Measuring and Improving Application Performance with PerfSuite

Get a realistic view of how your program runs on real hardware, so you can find small changes that make a big performance difference.
Customizing Your Performance Analysis

psrun determines the performance events to be measured by consulting a configuration file you can supply, which is an XML document that describes the measurements to be taken. If you don't supply a configuration file, a default is used (the output shown in Listings 2 and 3 used the default). As an XML document, the configuration file is straightforward to modify and read. For example, if you wanted to obtain the raw events required to calculate the CPI metric discussed earlier, you'd need to ask psrun to measure the total number of graduated instructions and the total number of cycles. These events are predefined in PAPI and are called PAPI_TOT_INS and PAPI_TOT_CYC, respectively. Listing 4 shows a PerfSuite XML configuration file that could be used to measure these events.

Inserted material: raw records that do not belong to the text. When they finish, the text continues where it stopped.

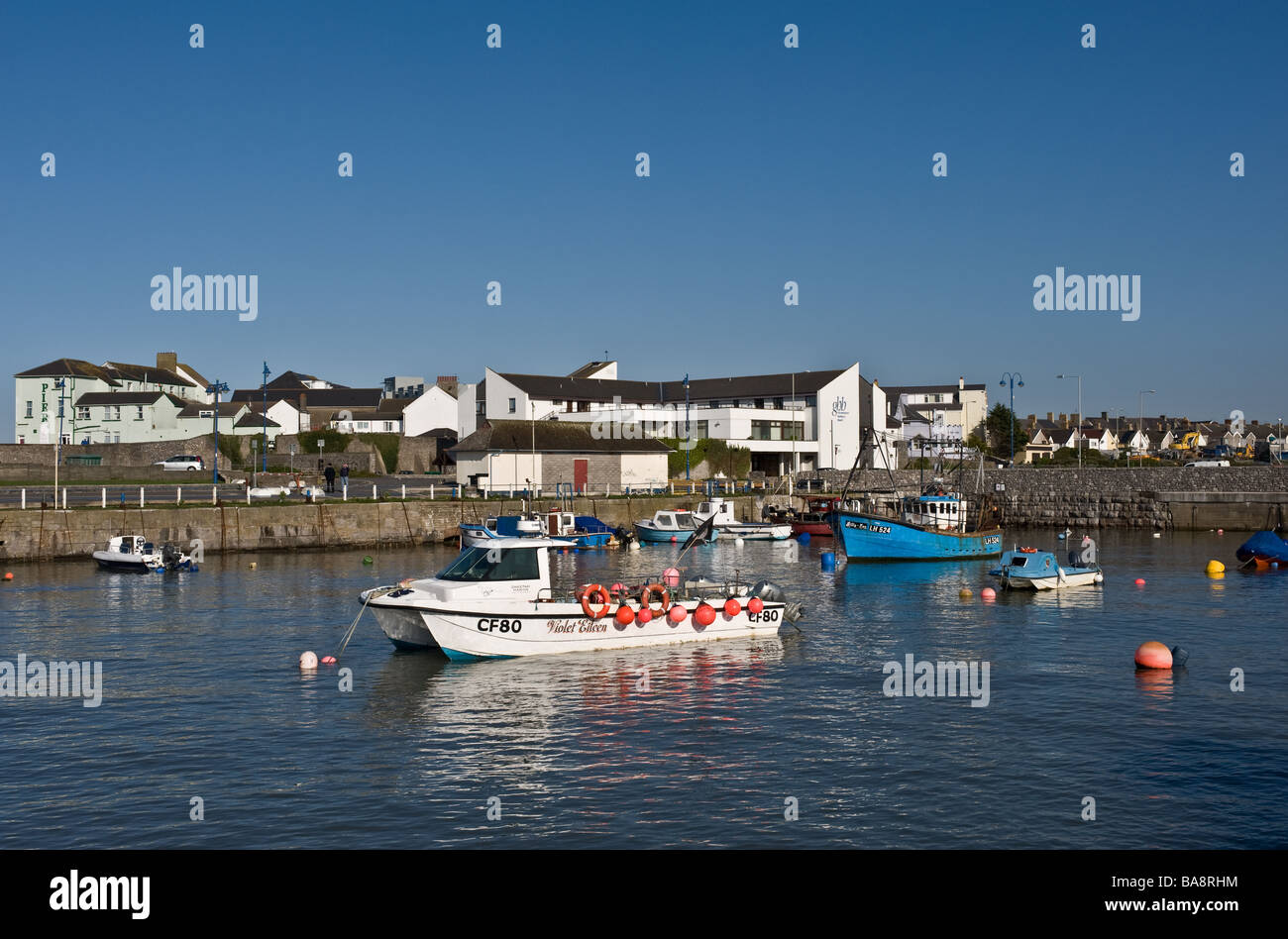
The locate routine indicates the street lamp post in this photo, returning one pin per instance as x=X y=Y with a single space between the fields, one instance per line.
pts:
x=688 y=443
x=1013 y=378
x=58 y=445
x=1080 y=414
x=215 y=388
x=1140 y=427
x=266 y=417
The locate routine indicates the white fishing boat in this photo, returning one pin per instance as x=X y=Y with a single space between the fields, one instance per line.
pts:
x=726 y=522
x=497 y=601
x=136 y=553
x=668 y=524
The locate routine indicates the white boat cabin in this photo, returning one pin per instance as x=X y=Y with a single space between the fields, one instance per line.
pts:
x=670 y=521
x=720 y=508
x=941 y=510
x=128 y=544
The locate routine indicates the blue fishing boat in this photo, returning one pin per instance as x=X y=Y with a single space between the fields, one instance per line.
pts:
x=934 y=526
x=1262 y=550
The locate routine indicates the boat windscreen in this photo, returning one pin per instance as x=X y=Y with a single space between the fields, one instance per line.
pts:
x=493 y=565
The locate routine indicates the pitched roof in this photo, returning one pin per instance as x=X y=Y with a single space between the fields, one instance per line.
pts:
x=227 y=408
x=94 y=398
x=151 y=373
x=550 y=437
x=196 y=376
x=896 y=390
x=568 y=388
x=587 y=369
x=60 y=367
x=338 y=397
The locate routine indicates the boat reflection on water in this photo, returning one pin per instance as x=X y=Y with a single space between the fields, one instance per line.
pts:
x=524 y=715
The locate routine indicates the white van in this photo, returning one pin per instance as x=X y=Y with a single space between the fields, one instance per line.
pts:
x=184 y=462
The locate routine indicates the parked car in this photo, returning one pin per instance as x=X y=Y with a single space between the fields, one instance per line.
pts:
x=181 y=462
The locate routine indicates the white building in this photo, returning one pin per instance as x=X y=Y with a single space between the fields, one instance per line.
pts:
x=503 y=455
x=432 y=410
x=115 y=402
x=947 y=414
x=809 y=420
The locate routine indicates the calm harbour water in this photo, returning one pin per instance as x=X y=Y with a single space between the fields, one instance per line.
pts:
x=202 y=697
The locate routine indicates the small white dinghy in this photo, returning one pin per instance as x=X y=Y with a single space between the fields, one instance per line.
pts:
x=726 y=522
x=496 y=601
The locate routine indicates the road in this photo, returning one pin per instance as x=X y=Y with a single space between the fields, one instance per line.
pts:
x=191 y=489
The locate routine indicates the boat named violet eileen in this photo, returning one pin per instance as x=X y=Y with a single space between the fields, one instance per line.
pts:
x=496 y=601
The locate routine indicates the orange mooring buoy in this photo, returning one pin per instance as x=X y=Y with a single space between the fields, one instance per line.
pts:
x=1153 y=656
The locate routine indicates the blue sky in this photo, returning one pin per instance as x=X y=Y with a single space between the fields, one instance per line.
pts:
x=768 y=163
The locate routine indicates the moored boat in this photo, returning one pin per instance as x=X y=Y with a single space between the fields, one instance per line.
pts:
x=668 y=524
x=816 y=518
x=726 y=522
x=932 y=526
x=581 y=531
x=1262 y=550
x=464 y=612
x=1030 y=569
x=134 y=553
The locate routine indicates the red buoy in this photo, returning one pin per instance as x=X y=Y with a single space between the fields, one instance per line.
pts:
x=1153 y=656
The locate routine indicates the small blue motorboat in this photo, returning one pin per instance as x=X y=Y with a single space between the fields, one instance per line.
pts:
x=669 y=524
x=1262 y=550
x=1030 y=569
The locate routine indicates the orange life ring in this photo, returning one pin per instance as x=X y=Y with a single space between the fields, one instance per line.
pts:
x=593 y=590
x=649 y=590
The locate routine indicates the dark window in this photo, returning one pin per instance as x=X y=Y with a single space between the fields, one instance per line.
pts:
x=475 y=565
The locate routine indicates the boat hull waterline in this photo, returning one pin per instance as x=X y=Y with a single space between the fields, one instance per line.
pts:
x=872 y=537
x=554 y=629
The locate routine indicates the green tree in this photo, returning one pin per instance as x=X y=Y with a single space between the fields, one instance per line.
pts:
x=999 y=425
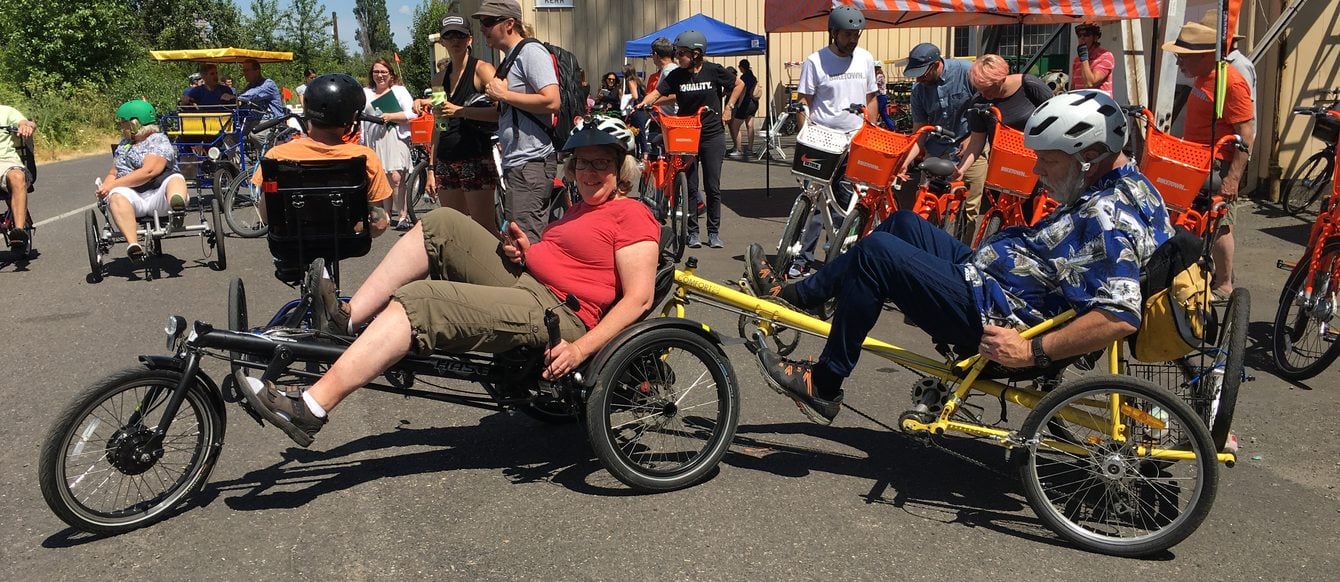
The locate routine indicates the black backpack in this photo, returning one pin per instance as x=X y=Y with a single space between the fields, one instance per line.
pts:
x=571 y=95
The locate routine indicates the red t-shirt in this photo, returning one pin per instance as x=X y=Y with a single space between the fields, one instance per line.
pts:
x=1199 y=109
x=575 y=255
x=1102 y=62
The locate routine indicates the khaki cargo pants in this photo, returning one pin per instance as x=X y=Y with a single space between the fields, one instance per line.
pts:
x=476 y=299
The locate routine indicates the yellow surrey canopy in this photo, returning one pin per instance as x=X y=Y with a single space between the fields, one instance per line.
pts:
x=223 y=55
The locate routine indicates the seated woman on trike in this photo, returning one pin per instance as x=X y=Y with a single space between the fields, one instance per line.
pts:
x=144 y=177
x=452 y=286
x=1086 y=256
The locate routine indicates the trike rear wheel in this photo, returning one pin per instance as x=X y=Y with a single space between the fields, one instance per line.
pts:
x=101 y=468
x=241 y=204
x=663 y=409
x=93 y=236
x=1099 y=483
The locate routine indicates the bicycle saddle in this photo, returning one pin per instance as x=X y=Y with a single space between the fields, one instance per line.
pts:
x=938 y=168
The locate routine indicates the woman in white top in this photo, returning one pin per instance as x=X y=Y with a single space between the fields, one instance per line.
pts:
x=390 y=101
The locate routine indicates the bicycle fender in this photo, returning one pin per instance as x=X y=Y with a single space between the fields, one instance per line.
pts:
x=602 y=357
x=216 y=394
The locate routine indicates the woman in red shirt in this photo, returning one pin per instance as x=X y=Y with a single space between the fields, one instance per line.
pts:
x=450 y=286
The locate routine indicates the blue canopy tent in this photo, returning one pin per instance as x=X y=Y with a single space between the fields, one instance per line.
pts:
x=722 y=39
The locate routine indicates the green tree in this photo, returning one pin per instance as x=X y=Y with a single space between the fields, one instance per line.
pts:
x=189 y=24
x=260 y=30
x=48 y=44
x=306 y=28
x=374 y=27
x=417 y=55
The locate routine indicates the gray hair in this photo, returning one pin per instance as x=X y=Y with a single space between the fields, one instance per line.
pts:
x=630 y=172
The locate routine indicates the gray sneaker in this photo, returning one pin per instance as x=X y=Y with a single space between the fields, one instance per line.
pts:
x=287 y=411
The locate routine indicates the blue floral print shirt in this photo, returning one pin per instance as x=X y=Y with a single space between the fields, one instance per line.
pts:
x=1084 y=255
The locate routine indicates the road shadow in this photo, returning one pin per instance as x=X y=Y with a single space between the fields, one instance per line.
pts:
x=525 y=451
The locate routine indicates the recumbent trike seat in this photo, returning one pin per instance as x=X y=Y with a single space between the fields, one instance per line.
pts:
x=315 y=209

To use this configuration file with psrun, all you need to do is supply the option -c, along with the name of your custom configuration and run as usual.

The measurements described so far have been in aggregate counting mode, where the total count of one or more performance events are measured and reported over the total runtime of your application. PerfSuite provides an additional way of looking at your application's performance. Let's say you are interested in finding out where in your application all the level 2 cache misses occur so that you can focus your optimization work there. In other words, you'd like a profile similar to gprof's time-based profile, but instead have it be based on level 2 cache misses. This can be done rather easily with psrun by specifying a configuration file tailored for profiling rather than aggregate counting. The PerfSuite distribution includes a number of similar alternative configuration files that you can tailor as needed. Here's an example of how you would ask for a profiling experiment rather than the default total count of events:

8% psrun  -c \
/usr/local/share/perfsuite/xml/pshwpc/profile.xml \

9% psprocess -e solver psrun.24135.xml

In profiling mode, the psprocess tool also needs the name of your executable (solver) to do its work. This is required in order to extract the symbol information in the executable so the program address can be mapped to source code lines.

Listing 5 shows an example of a profiling run of psrun obtained in this way. Not only is the application (solver) analyzed, but it also lists shared libraries used with the application that consumed CPU time. The combination of overall performance counting and profiling can be a powerful tool for learning about bottlenecks that may exist in your software and can help you to isolate quickly those areas of your application most in need of attention.